Personal information
- Full name: Donald McDonald
- Born: 10 May 1962 (age 64)
- Original team: St. Brendan's
- Height: 191 cm (6 ft 3 in)
- Weight: 97 kg (214 lb)
- Positions: Ruck, key position

Playing career^{1}
- Years: Club / Games (Goals)
- 1982–1992: North Melbourne / 155 (165)
- 1993-1995: Werribee / 46 (98)
- Total:  / 201 (263)

Coaching career^{3}
- Years: Club / Games (W–L–D)
- 2004: Hawthorn / 5 (2–3–0)
- ^{1} Playing statistics correct to the end of 1992.^{3} Coaching statistics correct as of 2004.

Career highlights
- Playing North Melbourne leading goal kicker: 1984; VFA premiership player: 1993; Coaching VFL premiership coach: 2001;

= Donald McDonald (footballer) =

Australian rules footballer, born 1962

Donald McDonald (born 10 May 1962) is a former Australian rules footballer and coach.

==Playing career==
===North Melbourne Football Club===
Recruited from St. Brendan's in Flemington, McDonald debuted with the North Melbourne Football Club in the VFL(now AFL) in 1982. He was a tall player who could play key position or in the ruck, and in 1984 won the Kangaroos' leading goalkicker award. He played in the VFL until 1992, having amassed 155 games and 165 goals.

==Coaching career==
===Early career===
McDonald became captain-coach of Werribee in the VFA, and coached the club to a premiership victory in 1993. He coached at Werribee from 1993 until 1999.

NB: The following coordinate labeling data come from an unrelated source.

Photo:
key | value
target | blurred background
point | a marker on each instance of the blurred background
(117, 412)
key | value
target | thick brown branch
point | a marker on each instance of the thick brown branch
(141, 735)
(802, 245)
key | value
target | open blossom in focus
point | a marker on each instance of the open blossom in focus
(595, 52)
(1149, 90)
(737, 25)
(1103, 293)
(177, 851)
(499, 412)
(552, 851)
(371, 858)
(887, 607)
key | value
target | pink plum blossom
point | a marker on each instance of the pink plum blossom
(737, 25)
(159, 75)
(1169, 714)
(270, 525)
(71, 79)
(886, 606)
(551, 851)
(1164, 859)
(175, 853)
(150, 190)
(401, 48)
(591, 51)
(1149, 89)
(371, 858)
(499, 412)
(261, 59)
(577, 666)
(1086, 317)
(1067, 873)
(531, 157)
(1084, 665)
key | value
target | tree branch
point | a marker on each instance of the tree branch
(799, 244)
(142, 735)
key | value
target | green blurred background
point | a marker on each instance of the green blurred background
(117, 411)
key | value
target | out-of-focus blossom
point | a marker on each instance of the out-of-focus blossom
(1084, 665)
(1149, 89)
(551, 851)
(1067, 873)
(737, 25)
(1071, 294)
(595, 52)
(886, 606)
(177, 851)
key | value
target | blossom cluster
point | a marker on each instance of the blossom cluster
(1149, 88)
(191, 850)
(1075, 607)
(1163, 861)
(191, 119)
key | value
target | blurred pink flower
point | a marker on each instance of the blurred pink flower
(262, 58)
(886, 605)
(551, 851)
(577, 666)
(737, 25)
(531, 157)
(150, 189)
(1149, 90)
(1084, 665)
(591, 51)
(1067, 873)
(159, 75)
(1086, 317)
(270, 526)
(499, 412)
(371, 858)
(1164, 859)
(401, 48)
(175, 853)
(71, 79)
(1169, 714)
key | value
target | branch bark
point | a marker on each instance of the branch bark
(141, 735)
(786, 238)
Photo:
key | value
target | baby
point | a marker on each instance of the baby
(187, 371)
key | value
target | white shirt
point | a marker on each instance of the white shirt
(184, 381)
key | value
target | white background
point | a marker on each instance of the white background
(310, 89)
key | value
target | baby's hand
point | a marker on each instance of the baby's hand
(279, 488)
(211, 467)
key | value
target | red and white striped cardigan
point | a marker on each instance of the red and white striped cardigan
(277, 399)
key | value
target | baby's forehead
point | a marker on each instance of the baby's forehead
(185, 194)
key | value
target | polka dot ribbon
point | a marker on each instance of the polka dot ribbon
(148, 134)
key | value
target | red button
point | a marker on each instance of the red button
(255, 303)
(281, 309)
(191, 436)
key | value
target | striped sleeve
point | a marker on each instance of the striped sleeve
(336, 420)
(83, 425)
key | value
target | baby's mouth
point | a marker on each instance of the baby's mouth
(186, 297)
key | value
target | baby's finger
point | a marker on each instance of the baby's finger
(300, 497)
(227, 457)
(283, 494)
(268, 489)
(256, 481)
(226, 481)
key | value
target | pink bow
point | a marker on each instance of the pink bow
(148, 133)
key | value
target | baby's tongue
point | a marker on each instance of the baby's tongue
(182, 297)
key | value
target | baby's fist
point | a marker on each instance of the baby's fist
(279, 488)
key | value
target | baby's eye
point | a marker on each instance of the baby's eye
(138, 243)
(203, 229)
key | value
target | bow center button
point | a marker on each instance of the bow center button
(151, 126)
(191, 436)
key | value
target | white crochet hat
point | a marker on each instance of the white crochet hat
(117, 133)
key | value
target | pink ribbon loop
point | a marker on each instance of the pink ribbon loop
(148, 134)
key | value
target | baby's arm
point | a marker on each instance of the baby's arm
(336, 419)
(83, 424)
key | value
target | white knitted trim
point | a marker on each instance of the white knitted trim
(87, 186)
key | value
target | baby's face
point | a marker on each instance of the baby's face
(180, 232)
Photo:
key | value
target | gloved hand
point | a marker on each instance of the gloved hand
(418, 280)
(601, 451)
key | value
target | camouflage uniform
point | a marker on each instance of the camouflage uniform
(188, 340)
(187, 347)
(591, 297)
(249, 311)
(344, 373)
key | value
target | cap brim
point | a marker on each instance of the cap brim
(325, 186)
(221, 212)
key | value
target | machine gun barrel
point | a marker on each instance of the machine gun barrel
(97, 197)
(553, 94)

From 2000 to 2002 he was non-playing coach of the Box Hill Hawks in the VFL, and coached the club to a premiership victory in 2001, defeating his former club Werribee in the grand final.

===Hawthorn Football Club===
In the 2004 season, McDonald took over from Peter Schwab, after Schwab resigned from the Hawthorn Football Club senior coaching job late in the season following a dismal season. McDonald was then promoted from assistant coach to caretaker senior coach of Hawthorn for the remainder of the 2004 season. Hawthorn under McDonald won two games of the remaining five games of the 2004 season, to finish in fifteenth place on the ladder, which was the second-last placed position. McDonald was however not retained as Hawthorn Football Club senior coach at the end of the 2004 season and was replaced by Alastair Clarkson as Hawthorn Football Club senior coach.

===North Melbourne Football Club assistant coach and other roles with the club===
McDonald then became an assistant coach at his old club, North Melbourne Kangaroos, for the 2005 season and then he transitioned to work in a number of key roles at the club, including as the Football Manager.
McDonald's son Luke was drafted by North Melbourne as a father-son recruit in 2013 National Draft with 8th pick.

===Other coaching roles===
McDonald went on to be the senior coach of the Avondale Heights Football Club who compete in the top division of the Essendon Region Football League. After this, McDonald was appointed as the club's Football Director of The Old Scotch Football Club.